At this point God confronted me about my belief (or lack thereof) in his Word. I did not see God’s Word as important enough or desirable enough to spend time committing it to memory. Other things in my life were just more important. It’s not a lie that I am busy. I truly am (just like everyone else on the planet). The lie was that I am too busy and that it’s not worth the time it takes to memorize God’s Word. But what do these lies reveal about what I believe about God’s Word and the God that spoke them?

“And God said, ‘Let there be light,’ and there was light” (Gen 1:3). Wait just a second. So God spoke and things just were? When God speaks, reality is created? Wow! How can I have this powerful, divine, creating Word of God in my possession and it not be precious to me? How can I not desire to consume it every day? Or to quote the psalmist, how can I not hide it in my heart?

So I started memorizing. I found some helpful and practical tools along the way (buy this book for 99 cents) but no shortcuts. It was going to be a commitment and there were things I was going to need to change. I needed to do an inventory of how I spent my time and decide what I could or should cut out. I discovered that my busyness had nothing to do with having lots of things going on that I just couldn’t cut out of my life. It was entirely about having things that I wouldn’t cut because of the pleasure they provided. Entertainment had become for me a more desirable thing than the word of the living and creating God of the universe. That’s a dangerous place to be.

I thought giving up those “pleasures” was going to be difficult, and at first, it was. But the longer I spent hiding God’s Word in my heart the less desirable they appeared. My first instinct is no longer to turn on the TV when I have nothing else to do. Instead, I go to the Word. And it’s not always easy but it’s always worth it. There was one particular moment recently where I felt distant from God, but by his grace I still worked through memorizing scripture.
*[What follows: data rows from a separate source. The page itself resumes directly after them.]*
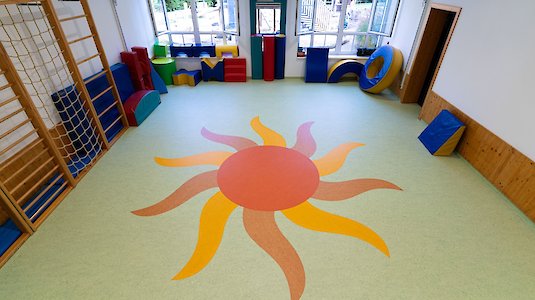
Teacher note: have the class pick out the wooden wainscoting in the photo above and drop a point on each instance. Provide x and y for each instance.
(505, 167)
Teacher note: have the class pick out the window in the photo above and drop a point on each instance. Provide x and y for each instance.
(195, 22)
(344, 25)
(268, 18)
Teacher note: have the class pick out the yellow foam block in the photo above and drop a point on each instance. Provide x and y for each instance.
(220, 49)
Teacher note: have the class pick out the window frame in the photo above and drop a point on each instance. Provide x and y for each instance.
(390, 29)
(196, 32)
(336, 49)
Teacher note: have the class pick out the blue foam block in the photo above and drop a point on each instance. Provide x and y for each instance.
(347, 67)
(217, 73)
(316, 64)
(157, 81)
(122, 79)
(440, 130)
(9, 233)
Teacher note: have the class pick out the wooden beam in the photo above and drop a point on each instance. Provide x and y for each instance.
(505, 167)
(31, 111)
(104, 60)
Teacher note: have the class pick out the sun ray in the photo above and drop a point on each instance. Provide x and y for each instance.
(261, 227)
(214, 217)
(215, 158)
(236, 142)
(334, 160)
(305, 141)
(190, 188)
(270, 137)
(308, 216)
(333, 191)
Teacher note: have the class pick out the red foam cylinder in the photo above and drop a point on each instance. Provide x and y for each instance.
(269, 57)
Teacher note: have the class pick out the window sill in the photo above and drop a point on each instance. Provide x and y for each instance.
(341, 56)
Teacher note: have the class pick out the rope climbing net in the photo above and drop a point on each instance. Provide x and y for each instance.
(29, 41)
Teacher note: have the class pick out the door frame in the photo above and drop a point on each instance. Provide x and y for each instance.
(407, 79)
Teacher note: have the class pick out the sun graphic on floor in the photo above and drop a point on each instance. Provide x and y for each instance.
(263, 180)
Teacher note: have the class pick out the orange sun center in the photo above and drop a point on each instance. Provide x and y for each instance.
(268, 178)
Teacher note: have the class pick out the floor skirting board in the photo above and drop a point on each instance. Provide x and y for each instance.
(505, 167)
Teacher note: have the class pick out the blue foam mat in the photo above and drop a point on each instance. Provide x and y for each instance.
(439, 130)
(9, 233)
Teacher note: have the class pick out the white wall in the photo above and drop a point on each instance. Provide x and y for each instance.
(136, 23)
(488, 68)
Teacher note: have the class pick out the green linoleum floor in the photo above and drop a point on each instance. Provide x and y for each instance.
(451, 234)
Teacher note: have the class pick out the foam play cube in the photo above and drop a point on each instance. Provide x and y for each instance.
(235, 69)
(220, 50)
(212, 71)
(160, 50)
(191, 78)
(442, 134)
(316, 64)
(140, 105)
(158, 82)
(165, 67)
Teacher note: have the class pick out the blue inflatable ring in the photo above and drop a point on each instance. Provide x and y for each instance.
(381, 69)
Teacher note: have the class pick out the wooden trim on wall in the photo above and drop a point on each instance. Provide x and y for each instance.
(505, 167)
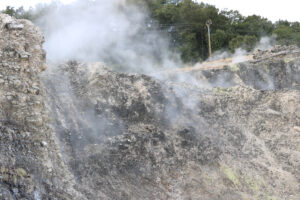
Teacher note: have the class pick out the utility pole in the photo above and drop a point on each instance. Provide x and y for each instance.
(208, 23)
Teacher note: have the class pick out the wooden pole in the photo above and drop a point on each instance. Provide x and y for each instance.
(208, 23)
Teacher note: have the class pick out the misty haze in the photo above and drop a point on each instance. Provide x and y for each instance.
(148, 99)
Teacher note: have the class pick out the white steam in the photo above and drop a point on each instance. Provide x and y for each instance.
(110, 31)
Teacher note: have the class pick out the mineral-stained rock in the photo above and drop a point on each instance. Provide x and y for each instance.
(28, 169)
(87, 132)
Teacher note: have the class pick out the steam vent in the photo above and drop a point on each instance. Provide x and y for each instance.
(81, 131)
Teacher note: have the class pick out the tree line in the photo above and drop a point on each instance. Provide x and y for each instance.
(184, 23)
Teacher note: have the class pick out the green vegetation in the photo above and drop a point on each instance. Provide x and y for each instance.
(184, 22)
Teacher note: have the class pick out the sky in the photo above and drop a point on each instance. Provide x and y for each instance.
(271, 9)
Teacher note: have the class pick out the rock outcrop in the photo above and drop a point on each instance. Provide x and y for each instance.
(30, 163)
(86, 132)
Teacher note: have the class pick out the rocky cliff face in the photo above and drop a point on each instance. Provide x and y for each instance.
(30, 163)
(86, 132)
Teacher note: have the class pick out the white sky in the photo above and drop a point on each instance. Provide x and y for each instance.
(272, 9)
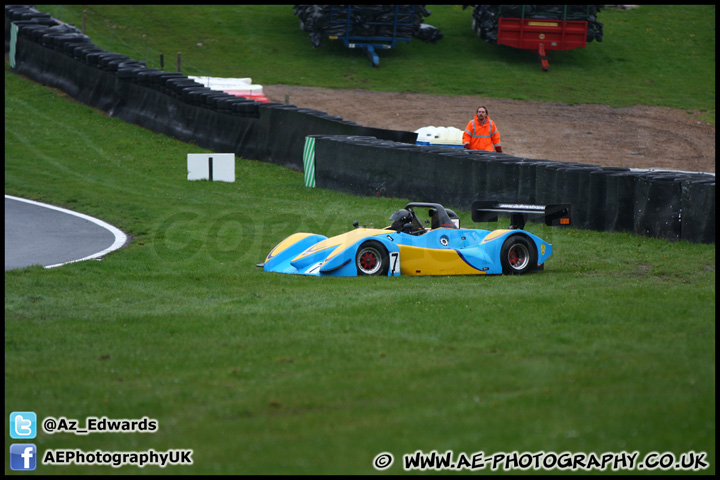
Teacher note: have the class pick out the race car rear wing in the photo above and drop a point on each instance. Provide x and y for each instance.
(487, 211)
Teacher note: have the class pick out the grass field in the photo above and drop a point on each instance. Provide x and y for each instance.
(610, 349)
(661, 55)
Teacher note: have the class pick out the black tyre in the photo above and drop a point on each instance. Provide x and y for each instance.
(372, 259)
(518, 255)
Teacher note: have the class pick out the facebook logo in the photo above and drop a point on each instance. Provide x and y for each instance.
(23, 456)
(23, 425)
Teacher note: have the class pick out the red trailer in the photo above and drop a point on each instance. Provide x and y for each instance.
(566, 32)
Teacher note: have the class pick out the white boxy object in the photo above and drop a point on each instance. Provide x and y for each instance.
(211, 166)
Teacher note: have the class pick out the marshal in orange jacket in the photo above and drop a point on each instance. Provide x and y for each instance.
(479, 136)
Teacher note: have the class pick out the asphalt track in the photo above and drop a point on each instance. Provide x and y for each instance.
(41, 234)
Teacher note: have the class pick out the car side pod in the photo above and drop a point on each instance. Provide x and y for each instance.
(557, 214)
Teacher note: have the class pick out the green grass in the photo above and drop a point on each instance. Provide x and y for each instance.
(655, 55)
(610, 349)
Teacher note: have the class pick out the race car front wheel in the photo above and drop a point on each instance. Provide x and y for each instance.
(372, 259)
(517, 255)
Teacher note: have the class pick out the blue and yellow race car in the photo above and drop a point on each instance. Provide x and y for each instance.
(437, 246)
It was in that moment the distance faded and I felt his presence more clearly than I ever had before. I was experiencing communion with God through his word and it was the most pleasurable thing I had ever experienced.

Instead of entertainment, God was starting to become my source of pleasure and joy. This didn’t happen immediately. It took time. It was cultivated. Ernest Odunze said in a recent sermon that this kind of pleasure is “cultivated over time as we sit at the feet of Jesus.” And cultivate it we must. I can’t imagine a better way for this joy to be cultivated than by consuming the Word of God.